Community feedback also informed Tubman’s holistic care model. Tubman offers primary care and mental healthcare in addition to traditional medicine, such as acupuncture and massage. At Tubman Health, Western and alternative medicine are treated “on an equal footing,” said Patel.
Integrating care, research, and advocacy
The Tubman Health team has sought to shake up research just like they’ve shaken up healthcare.
“We think it’s critical that we tell our own stories, that we capture our own data,” explained Jefferson-Abye. “We know that that is a void.
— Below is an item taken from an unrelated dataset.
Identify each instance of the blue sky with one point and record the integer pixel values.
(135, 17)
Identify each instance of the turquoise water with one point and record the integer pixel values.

We know that the studies that are oftentimes getting funded are not led by community members who know how to ask the right questions, interpret data appropriately, and report it out in a way that is useful to community members.”
To fill that void, Tubman Health has produced several studies, including investigations of equitable payment systems. At the Healing House, the organization will be conducting a clinical trial and documenting the effectiveness and implementation of its model of care. For Knights-Shi, every focus group, policy brief, and clinical trial is intended as a model for the rest of the state, and indeed, the country.
“We are really documenting everything to make sure that other communities have the tools to build upon what we’re building as they work towards their collective health liberation,” she explained.
What’s next? The team will keep dreaming with community. Tubman Health’s third and largest clinic is set to open at the Rainier Beach light rail station in 2027 and will have the capacity to serve 12,000 patients. It will also have facilities open to the broader community. For the team, their North Star is clear. “We go back to Harriet Tubman,” said Patel. “She was a nurse and a healer, but also an abolitionist and a suffragist throughout her life. She embodied that intersection between direct clinical care and systemic change.”